So, last night we went to see Art Garfunkel at the Royal Festival Hall. When we booked the tickets back in March, the event was billed as an "intimate evening with Art Garfunkel". I'm not sure you could describe the Festival Hall as intimate, but it was a great evening and a real pleasure to listen to him sing live. You get a true sense of the nature of the voice when it's not polished through a studio production.
He sang, he told stories, he read prose and poetry. The audience was both attentive and appreciative. Accompanied by a solo acoustic guitar he gave us his interpretations of Kathy's song, The Sound of Silence, The Boxer, and a host of other songs from five decades of music. His poetry was funny, sensitive and thoughtful.
We both really enjoyed the whole thing and it's great to have now heard both Paul Simon and Art Garfunkel live in the past two years.
We don't go out very often, and always wonder why when we live in such close proximity to so much. But that's probably true of many others. After the concert we walked back over the river to Temple tube station to make our way back to Fenchurch Street for the train home. Crossing the river at night is quite a delight. The lights along the river and along the Embankment give you a whole new view of the city. Standing on the terrace of the Festival Hall you can see what we assumed was Charing Cross Station. It took us a little while to work it out, we don't usually see it from the above ground and from the south bank at that!

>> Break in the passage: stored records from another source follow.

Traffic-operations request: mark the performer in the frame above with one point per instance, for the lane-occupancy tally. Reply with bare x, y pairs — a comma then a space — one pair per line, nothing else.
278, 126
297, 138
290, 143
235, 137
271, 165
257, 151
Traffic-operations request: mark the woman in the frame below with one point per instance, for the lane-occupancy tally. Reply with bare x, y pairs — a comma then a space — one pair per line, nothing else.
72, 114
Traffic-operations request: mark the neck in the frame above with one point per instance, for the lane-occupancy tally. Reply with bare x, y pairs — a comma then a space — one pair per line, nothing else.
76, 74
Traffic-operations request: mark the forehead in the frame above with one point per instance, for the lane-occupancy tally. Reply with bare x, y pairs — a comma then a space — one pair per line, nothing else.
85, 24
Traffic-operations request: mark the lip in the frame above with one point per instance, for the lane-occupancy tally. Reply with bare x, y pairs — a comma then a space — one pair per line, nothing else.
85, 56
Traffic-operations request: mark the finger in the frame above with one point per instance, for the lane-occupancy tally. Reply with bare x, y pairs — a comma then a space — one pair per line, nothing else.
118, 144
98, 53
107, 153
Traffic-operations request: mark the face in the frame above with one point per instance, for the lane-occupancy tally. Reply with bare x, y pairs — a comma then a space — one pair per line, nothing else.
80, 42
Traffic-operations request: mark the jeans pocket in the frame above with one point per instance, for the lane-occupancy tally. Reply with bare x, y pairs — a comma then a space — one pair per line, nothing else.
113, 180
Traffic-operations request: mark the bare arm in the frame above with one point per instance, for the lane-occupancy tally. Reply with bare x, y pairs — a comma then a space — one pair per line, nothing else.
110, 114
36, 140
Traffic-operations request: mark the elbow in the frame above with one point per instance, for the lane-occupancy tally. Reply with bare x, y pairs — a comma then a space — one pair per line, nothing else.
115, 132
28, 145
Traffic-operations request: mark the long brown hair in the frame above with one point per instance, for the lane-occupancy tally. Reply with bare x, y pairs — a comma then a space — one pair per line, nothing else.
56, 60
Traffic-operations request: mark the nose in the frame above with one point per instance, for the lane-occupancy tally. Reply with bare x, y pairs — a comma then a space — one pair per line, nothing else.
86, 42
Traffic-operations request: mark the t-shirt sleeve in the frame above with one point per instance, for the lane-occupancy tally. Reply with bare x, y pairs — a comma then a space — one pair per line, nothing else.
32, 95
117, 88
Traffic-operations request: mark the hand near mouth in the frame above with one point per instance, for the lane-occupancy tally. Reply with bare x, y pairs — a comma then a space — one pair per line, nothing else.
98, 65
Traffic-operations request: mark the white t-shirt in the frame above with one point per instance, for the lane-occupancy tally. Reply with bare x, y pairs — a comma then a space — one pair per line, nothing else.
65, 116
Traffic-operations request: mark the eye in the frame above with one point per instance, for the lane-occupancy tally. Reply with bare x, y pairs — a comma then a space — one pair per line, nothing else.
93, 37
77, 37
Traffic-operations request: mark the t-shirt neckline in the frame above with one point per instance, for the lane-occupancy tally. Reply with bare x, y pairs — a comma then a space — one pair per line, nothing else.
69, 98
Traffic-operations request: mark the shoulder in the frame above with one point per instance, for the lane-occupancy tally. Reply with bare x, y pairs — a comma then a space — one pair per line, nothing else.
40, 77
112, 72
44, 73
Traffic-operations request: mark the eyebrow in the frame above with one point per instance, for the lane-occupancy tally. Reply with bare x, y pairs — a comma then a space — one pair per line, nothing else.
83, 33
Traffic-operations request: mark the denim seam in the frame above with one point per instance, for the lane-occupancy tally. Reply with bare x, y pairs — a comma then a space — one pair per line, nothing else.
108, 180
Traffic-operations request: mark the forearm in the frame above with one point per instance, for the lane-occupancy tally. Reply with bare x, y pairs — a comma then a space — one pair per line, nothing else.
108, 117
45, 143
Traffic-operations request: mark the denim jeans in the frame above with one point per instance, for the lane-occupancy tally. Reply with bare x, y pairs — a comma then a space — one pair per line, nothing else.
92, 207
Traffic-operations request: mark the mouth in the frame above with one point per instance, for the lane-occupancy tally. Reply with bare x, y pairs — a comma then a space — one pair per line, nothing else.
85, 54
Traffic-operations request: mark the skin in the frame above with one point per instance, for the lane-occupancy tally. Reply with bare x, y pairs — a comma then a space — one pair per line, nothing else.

Years ago stations were mostly just stations. Bleak, uninteresting places through which you passed on your journey from one place to another. Rarely did you enjoy spending any time in them, but now they are hives of activity with shopping centres and restaurants that serve something far more appetising than curled edged sandwiches and questionable sausage rolls. I certainly feel no wave of nostalgia for the hours spent at St Pancras waiting for the train north to Nottingham. These days I could happily while away a couple of hours in a coffee shop or bookshop, even the champagne if pushed! Railway stations are not what they used to be and thank goodness for that!